2019-04-26 06:59孫淑嫻馬威張宇黃琨賈風順王兆祥鄭川燕李昌義亢小麗吳崢紀征
中國老年學雜志 2019年8期
關鍵詞:亞急性氯吡冠脈

孫淑嫻 馬威 張宇 黃琨 賈風順 王兆祥 鄭川燕 李昌義 亢小麗 吳崢 紀征

(1唐山工人醫院心內科,河北 唐山 063000;2首都醫科大學附屬北京安貞醫院)

ST段抬高型心肌梗死(STEMI)是冠狀動脈粥樣硬化斑塊破裂形成血栓基礎上發生的冠狀動脈閉塞及供血區心肌的缺血性壞死,經皮冠狀動脈介入術(PCI)植入藥物洗脫支架(DES)可以迅速開通梗死相關動脈(IRA),恢復心肌灌注,并可明顯抑制血管內膜增生,預防冠脈再狹窄和再次血運重建的發生〔1〕,但DES依然不能完全避免 PCI 術后支架內狹窄(血栓)問題,因此早期識別高?;颊邔p少支架內狹窄(血栓)具有重要意義。目前國內外對PCI術后遠期支架內血栓的影響因素進行了不少探討,但對于亞急性期支架內狹窄的報道甚少,筆者設計1∶2病例對照研究,對急診PCI術后1~30 d發生支架內狹窄(血栓)的危險因素進行了分析。

1 資料與方法

1.1臨床資料 病例納入標準:①入院經心電圖、冠脈造影確診STEMI患者;②行急診支架植入或經皮冠狀動脈腔內血管成形術(或冠狀動脈旋磨術)+支架術;③PCI術后1~30 d內經冠脈造影顯示支架內狹窄(血栓);④病案及PCI術后隨訪信息完善。排除標準:①陳舊性心肌梗死患者;②既往有PCI、冠狀動脈旁路移植術(CABG)及起搏器安裝史者;③在急診PCI術前進行了溶栓的患者;④PCI術后30 d內再次處理非IRA者。STEMI診斷依據中華醫學會心血管病學分會2015年制定的《急性ST段抬高型心肌梗死診斷和治療指南》〔2〕;冠狀動脈定量測量支架內直徑小于參考血管50%為支架內再狹窄,冠脈造影顯示支架邊緣部位和植入部位出現血栓或閉塞的影像特征定義為支架內血栓〔3〕。

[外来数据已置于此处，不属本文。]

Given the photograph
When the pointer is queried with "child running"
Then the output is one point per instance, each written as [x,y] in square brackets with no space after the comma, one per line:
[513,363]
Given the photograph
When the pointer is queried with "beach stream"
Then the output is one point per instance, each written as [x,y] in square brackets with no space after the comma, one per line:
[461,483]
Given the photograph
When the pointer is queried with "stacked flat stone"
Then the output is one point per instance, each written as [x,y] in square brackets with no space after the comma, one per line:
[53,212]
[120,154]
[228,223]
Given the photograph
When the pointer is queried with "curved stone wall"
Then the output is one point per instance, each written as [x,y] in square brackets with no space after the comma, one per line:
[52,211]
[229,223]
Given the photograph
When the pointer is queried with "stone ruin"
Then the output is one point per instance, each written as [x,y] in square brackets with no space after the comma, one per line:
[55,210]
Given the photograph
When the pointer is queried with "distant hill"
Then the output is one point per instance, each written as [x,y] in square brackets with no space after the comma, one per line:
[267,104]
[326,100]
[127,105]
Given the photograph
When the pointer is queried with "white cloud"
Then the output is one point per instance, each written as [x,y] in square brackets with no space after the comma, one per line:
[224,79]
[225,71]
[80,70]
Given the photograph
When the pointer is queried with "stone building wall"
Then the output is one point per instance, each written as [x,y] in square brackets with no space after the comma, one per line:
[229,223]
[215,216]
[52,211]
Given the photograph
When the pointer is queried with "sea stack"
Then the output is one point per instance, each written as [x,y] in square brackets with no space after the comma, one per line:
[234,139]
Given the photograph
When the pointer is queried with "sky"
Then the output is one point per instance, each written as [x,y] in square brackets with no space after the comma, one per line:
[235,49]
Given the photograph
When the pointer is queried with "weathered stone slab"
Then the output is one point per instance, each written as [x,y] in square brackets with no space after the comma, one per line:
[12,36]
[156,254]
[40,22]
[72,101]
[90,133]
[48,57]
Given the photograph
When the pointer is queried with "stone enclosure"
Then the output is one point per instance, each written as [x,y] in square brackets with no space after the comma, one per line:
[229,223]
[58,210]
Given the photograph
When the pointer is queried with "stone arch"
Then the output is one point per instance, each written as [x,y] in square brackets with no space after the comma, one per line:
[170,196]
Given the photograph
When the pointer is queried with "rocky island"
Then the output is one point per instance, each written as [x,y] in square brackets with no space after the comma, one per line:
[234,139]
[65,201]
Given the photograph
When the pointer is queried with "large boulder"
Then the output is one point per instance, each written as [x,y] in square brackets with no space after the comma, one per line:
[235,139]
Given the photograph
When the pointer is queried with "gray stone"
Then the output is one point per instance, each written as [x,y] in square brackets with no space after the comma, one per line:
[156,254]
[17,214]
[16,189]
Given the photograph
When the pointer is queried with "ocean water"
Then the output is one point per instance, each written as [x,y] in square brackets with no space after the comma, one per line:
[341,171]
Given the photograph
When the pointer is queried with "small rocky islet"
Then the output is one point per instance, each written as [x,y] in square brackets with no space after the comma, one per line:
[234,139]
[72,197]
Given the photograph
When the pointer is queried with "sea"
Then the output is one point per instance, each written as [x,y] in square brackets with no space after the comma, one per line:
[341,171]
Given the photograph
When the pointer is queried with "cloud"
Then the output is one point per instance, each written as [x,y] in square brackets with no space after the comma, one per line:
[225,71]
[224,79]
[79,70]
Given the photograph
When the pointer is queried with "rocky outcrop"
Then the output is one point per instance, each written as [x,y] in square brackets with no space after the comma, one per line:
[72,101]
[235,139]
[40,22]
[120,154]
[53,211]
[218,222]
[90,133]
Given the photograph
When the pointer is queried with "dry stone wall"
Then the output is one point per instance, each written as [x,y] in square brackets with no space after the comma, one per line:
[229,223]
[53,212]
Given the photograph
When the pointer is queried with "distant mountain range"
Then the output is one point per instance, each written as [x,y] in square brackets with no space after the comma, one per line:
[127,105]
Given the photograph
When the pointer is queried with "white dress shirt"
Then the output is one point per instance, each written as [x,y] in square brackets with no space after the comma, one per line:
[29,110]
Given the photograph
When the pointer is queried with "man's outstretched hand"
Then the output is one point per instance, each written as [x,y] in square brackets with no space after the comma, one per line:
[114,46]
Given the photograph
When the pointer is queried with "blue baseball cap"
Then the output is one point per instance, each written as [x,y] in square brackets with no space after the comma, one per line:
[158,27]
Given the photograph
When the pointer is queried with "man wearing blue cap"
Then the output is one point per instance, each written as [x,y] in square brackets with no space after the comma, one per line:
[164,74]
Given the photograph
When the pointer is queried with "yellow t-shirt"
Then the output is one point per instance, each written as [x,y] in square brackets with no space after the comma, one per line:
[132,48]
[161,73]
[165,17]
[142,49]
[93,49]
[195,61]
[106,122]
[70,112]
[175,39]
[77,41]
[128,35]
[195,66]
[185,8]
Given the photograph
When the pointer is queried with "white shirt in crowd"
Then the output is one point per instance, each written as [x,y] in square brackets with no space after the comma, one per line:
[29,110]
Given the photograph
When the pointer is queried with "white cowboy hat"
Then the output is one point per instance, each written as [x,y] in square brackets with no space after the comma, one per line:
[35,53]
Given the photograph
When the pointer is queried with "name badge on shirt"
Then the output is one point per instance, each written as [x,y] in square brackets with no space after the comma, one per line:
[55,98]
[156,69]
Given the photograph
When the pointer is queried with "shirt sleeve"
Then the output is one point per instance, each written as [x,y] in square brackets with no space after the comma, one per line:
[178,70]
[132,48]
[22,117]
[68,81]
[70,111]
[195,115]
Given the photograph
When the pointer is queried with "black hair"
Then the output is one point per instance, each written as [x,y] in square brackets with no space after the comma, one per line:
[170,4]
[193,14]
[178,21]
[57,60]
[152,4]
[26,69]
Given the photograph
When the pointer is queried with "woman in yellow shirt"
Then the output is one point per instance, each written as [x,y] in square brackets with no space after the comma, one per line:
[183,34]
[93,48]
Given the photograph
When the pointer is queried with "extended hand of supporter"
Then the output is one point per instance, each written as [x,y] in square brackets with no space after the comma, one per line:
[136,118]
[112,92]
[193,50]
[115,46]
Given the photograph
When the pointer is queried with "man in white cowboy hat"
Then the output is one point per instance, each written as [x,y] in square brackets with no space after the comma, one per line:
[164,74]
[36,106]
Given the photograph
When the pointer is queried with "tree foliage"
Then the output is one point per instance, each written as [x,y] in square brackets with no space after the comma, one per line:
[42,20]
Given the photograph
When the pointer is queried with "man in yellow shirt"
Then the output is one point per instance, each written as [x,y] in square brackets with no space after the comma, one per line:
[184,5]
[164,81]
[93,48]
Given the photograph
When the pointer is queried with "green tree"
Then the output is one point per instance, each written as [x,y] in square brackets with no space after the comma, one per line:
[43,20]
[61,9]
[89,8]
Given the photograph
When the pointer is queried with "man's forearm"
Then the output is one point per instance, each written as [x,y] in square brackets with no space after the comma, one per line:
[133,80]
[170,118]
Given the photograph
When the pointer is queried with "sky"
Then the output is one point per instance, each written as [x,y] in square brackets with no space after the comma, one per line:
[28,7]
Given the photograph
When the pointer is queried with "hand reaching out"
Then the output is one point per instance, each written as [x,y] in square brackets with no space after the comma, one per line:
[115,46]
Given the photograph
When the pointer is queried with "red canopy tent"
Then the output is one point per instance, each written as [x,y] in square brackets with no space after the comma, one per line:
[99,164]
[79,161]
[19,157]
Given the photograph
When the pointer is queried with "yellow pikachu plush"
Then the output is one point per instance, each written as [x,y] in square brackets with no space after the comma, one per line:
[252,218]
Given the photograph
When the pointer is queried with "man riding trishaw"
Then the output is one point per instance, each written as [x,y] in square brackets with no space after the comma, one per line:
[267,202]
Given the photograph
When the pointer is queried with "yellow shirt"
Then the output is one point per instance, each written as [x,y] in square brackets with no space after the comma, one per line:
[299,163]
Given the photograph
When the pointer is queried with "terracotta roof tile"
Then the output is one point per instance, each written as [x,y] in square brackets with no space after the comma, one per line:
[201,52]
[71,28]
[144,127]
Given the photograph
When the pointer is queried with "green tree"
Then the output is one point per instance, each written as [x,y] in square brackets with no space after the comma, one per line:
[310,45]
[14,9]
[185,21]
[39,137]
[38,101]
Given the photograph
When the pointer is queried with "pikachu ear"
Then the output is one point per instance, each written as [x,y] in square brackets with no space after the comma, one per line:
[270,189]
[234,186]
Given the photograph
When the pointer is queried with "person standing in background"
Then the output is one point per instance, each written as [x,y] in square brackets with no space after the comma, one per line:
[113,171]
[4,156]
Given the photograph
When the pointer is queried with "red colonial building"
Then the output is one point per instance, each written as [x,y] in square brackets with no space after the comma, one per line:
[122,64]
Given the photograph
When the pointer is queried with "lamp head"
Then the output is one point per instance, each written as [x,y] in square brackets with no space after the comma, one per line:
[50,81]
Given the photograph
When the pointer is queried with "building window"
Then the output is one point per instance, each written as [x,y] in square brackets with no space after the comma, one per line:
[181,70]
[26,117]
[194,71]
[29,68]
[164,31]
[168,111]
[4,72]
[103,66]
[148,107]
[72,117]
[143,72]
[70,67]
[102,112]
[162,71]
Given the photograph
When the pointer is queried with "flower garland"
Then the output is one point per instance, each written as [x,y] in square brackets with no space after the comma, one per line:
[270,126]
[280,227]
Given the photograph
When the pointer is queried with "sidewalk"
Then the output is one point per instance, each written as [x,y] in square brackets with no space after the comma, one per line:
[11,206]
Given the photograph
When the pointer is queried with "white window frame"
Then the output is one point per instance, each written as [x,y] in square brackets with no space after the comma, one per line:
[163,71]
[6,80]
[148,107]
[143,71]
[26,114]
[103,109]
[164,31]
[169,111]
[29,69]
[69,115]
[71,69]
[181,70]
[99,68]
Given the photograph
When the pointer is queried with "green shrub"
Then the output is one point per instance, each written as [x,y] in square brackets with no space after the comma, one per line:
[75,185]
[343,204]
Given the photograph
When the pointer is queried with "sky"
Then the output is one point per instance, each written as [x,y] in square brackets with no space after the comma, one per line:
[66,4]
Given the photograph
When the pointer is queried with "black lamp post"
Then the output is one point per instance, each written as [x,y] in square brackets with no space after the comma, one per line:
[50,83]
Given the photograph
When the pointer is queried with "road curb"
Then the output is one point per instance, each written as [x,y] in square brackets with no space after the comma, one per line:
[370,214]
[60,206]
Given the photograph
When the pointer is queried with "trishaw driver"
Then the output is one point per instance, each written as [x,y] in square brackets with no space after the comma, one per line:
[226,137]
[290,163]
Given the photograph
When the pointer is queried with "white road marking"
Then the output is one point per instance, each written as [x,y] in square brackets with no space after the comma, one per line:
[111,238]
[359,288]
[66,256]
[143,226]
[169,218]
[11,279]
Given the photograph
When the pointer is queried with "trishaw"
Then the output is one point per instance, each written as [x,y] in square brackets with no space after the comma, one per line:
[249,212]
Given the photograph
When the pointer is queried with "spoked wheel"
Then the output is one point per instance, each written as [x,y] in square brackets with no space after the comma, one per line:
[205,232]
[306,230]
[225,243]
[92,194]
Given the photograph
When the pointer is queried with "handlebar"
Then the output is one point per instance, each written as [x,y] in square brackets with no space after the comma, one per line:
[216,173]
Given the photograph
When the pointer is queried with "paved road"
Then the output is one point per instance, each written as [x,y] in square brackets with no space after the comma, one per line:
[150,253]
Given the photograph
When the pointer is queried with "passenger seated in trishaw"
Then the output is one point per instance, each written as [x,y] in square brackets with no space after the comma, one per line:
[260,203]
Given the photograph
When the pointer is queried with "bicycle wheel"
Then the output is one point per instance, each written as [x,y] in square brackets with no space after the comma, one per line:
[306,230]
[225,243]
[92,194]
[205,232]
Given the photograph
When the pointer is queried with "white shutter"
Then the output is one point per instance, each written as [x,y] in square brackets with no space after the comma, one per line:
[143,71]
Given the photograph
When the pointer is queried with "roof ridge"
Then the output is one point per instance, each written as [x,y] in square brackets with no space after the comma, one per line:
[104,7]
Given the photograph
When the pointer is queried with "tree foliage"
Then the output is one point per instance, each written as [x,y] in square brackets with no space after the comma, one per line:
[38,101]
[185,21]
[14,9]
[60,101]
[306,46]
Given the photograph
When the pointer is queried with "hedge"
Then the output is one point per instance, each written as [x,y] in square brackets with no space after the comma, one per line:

2014年7月至2017年3月,唐山工人醫院行初次直接PCI植入支架STEMI患者347例,術后1~30 d內冠脈造影顯示發生支架內狹窄23例、支架內血栓1例,PCI術后亞急性期支架內狹窄(血栓)發生率為6.92%。

1.2研究方法

1.2.1調查表設計 采用詢證醫學方法,采用“經皮冠狀動脈介入術”、“支架內血栓”、“支架內狹窄”、“主要不良心血管事件”、“危險因素”等中文關鍵詞及對應英文關鍵詞檢索中國知網(CNKI)、美國國家醫學圖書館Medline數據庫,收集之前發表的支架內狹窄或血栓的相關文獻,通過科室頭腦風暴,制定調查表,收集患者性別、年齡、體重指數(BMI)、吸煙史、飲酒史、入院心力衰竭Killip分級、癥狀至入院時間、冠脈病變支數、病變涉及左前降支冠脈、入院TIMI危險評分、圍術期抗凝方案、術中是否進行冠脈旋磨、支架類型、植入支架數量、支架直徑、入院至罪犯血管開通時間、術后即刻TIMI 3級血流、術后雙抗方案、出院后是否規律服藥、是否氯吡格雷抵抗、術后是否出現支架貼壁不良及是否合并血脂異常、糖尿病、高血壓、感染、高尿酸血癥等26個基礎變量。

1.2.2危險因素分析 按照同時段內性別1∶2配伍原則構建對照組,對照組為術后30 d未出現支架內狹窄癥狀的STEMI初次行急診PCI病例。收集兩組26個變量資料,通過單因素分析探討組間上述變量的構成差異,將組間差異有統計學意義的變量引入Logistic回歸模型,通過多因素分析探討急診PCI術后亞急性期發生支架內狹窄(血栓)的獨立危險因素。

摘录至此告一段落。